This week two of my classes will visit the Museum of Art and Design’s first major exhibit in its new space at Columbus Circle, Second Lives: Remixing the Ordinary. Among the works included in this magnificent show are sculptures by Do-Ho Suh, Tara Donovan, Jean Shin, and Sonya Clark. Two floors of the museum are devoted to surprising and often stunning works made from everyday materials, but the works go beyond what Roberta Smith of the New York Times calls, “…the massing of something small (plastic spoons, ladies’ pumps, spools of thread, dangling eyeglasses) into something large (a pyramid, a love seat, a view of the “Mona Lisa,” a chandelier).” This is what we intend to focus on in our visits.

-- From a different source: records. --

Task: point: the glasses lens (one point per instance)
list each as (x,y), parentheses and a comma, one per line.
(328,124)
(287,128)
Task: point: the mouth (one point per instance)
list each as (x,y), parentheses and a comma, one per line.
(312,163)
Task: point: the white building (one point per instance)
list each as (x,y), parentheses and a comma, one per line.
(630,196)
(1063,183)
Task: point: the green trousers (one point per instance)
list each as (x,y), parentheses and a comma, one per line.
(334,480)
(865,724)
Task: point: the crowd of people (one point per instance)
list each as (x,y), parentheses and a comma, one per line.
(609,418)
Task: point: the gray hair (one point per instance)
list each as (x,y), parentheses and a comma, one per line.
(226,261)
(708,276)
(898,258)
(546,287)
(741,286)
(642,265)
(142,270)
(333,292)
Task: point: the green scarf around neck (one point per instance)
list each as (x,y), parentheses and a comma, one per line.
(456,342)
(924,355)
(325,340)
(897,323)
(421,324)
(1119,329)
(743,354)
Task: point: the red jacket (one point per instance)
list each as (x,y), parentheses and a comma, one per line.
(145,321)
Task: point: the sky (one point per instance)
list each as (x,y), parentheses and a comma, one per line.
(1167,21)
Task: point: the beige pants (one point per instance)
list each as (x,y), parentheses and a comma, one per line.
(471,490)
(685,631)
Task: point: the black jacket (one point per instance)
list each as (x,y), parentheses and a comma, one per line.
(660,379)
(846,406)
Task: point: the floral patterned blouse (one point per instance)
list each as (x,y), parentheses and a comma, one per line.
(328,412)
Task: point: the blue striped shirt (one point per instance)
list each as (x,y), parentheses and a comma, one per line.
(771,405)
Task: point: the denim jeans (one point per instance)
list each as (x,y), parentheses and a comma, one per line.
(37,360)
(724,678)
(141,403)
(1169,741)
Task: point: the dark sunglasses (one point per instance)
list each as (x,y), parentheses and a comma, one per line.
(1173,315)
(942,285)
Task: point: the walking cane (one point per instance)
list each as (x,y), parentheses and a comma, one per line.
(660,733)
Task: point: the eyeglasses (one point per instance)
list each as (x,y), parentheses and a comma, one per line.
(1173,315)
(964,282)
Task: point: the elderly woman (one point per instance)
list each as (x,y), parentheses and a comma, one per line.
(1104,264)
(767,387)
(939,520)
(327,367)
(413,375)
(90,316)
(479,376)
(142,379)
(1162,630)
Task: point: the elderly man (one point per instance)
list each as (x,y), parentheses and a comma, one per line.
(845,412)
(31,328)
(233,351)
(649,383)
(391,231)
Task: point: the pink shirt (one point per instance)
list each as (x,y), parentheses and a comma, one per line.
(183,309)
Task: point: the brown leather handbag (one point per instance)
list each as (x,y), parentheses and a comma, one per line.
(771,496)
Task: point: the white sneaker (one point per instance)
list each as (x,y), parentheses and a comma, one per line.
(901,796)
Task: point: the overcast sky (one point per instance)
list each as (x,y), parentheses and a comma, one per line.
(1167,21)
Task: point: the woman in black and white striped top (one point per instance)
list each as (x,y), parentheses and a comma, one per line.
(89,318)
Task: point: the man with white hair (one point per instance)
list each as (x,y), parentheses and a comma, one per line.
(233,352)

Works like these teach students to think beyond conventional art media. They teach students that you do not need expensive art supplies to create beautiful and unique objects that become something else in the hands of an artist. They become forms and colors and textures that just happen to be spoons, pumps, spools of thread, and eyeglasses in the first place. Depending on the way the artist arranges the objects, the work can even become a teaching tool for interdisciplinary themes, such as Terese Agnew’s Portrait of a Textile Worker, created solely from clothing labels.
On a preview visit, I saw two people approach this particular work from across the room and their facial expressions went from wonder to surprise to a focused, silent stare. One woman began to cry. The more I stood and contemplated the labels that represented so many young lives, the more I felt like crying myself. Clothing labels arranged in a cute pattern can’t have this effect on people. It’s about transformation. And since so much in the world of contemporary art deals with transformation, this museum visit is an important step for my students to take in order to understand the breadth of visual possibilities in materials they encounter each and every day.